As Haas gained popularity around the world, so did speed-painting in the pageant community. New York Magazine even called her “the mother of the pageant speed-painting movement” in 2016. (“I was 26 when they called me and told me that, so I wasn’t keen on the word ‘mother,’ but I was like, ‘Whatever, I’ll take it!’ ” Haas jokes.)
Greg Gayne/Disney General Entertainment Content via Getty
And today, her act is even more elaborate and ambitious than what she showed off on the Miss Tennessee stage over a decade ago. Her canvases are bigger, her audiences larger and her outfits even sparklier.
“I like to entertain — to me it’s a science,” says Haas. “I’m your speed-painter Barbie, you could say.”
For Haas, her success is vindication after so many people — “stuffy” art professors who told Haas her work wasn’t “conceptual” enough, or “butthead” pageant judges who made snarky comments about her wardrobe — that she could make her dreams a reality.
“I like to look at my house because I’ve never lived in a house this big,” says Haas over the phone at the end of the interview, sitting in her home office. “I don’t look at my trophies or my accolades for encouragement.
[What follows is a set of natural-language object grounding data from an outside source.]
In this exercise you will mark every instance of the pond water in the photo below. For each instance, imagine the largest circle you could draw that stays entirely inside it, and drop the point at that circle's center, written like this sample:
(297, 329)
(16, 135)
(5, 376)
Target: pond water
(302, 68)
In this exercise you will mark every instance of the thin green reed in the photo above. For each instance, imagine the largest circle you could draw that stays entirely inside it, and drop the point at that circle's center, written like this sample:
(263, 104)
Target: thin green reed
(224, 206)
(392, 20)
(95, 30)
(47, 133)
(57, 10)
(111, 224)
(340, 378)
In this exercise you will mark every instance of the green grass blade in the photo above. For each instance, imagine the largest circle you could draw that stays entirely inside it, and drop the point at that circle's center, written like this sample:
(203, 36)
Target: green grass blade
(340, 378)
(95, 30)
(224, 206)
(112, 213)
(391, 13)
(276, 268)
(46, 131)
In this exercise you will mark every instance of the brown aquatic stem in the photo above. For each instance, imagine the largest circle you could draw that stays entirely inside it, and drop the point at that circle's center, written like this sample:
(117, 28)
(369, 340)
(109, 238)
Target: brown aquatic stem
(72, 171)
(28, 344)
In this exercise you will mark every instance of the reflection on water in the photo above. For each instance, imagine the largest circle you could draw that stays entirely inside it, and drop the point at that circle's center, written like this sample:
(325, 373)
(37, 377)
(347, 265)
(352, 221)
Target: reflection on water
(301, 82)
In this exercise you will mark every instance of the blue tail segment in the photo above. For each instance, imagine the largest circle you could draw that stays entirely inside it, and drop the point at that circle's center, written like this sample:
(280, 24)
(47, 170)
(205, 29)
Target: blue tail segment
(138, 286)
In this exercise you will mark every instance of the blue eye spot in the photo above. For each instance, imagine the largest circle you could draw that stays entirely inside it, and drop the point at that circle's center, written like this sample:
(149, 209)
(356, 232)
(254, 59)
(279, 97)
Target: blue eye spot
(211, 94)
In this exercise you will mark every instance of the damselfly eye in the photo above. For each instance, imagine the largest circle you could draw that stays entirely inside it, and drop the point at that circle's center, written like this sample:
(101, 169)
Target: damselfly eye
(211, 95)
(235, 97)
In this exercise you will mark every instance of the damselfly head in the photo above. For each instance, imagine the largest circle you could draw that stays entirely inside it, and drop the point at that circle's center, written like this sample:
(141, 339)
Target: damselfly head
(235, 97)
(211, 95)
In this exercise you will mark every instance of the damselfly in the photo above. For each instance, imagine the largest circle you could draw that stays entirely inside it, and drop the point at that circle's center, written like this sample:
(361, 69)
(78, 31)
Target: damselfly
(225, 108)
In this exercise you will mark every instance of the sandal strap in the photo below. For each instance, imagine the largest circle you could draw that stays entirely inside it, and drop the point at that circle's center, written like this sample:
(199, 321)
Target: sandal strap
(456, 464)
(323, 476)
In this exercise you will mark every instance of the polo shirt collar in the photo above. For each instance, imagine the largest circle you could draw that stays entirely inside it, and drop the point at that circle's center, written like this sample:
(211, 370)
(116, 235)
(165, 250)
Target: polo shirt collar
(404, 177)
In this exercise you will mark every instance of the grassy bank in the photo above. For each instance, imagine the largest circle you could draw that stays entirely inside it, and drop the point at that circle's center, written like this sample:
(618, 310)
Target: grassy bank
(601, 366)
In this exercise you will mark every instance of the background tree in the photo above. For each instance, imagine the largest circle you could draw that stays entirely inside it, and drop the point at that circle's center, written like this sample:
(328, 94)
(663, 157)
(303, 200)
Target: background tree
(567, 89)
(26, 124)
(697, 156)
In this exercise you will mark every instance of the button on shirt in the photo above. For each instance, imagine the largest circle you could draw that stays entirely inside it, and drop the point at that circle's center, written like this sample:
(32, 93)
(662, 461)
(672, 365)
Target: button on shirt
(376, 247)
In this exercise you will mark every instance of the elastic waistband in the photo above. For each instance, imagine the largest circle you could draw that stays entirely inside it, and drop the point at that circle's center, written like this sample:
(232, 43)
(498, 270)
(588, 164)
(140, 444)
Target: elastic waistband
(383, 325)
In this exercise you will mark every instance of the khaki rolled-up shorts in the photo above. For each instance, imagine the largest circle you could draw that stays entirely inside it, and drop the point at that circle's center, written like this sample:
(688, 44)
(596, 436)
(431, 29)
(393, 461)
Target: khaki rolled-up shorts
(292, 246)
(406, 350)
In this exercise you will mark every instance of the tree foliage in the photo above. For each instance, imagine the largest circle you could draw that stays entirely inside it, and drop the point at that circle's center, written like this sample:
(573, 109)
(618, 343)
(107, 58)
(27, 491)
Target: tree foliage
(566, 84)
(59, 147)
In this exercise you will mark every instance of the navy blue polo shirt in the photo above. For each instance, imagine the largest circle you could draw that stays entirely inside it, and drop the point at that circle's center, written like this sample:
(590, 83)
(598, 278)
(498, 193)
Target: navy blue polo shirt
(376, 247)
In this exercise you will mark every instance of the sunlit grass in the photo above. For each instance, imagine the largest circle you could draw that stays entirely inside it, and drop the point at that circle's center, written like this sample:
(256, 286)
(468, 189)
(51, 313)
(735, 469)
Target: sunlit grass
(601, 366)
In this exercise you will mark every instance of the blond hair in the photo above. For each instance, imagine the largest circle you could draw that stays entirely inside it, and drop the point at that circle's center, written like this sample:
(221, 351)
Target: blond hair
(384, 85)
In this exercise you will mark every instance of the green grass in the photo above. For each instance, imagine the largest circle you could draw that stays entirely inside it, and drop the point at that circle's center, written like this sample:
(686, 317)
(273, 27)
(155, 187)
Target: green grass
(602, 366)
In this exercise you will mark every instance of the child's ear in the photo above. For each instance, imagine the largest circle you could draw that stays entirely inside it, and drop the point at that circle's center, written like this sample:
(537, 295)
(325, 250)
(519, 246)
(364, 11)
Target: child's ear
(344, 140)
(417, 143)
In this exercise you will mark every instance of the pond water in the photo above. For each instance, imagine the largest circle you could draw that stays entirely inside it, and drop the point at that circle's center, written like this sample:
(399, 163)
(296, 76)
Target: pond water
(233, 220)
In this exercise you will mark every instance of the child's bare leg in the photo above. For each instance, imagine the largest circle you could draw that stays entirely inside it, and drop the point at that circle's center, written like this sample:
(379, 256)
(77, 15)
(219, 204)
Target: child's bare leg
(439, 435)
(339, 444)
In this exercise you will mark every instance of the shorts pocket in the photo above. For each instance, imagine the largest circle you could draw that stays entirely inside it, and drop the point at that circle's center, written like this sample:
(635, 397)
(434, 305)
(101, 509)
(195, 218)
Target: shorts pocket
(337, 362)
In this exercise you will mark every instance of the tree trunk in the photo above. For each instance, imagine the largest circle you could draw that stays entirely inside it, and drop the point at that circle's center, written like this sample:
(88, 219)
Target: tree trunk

I look at my house, and I think of what my mom told me — that I could be whatever I wanted to be.”
Nearly every wall in her house has a mural she’s painted, and her office is covered in hearts.
“This house never had a chance — white walls everywhere,” she laughs. “It looks like a crazy person painted it.”
Courtesy Jessica Haas
And maybe she was crazy for chasing her lofty aspirations of becoming an artist, Haas says.
“I came from poverty,” she says again. “And I did this with my own hands.”
“I’m proof that you can and you should believe in your dreams — that you should go after them, because if you don’t, who will?” says Haas. “Honestly, how weird. I’m a speed-painter!”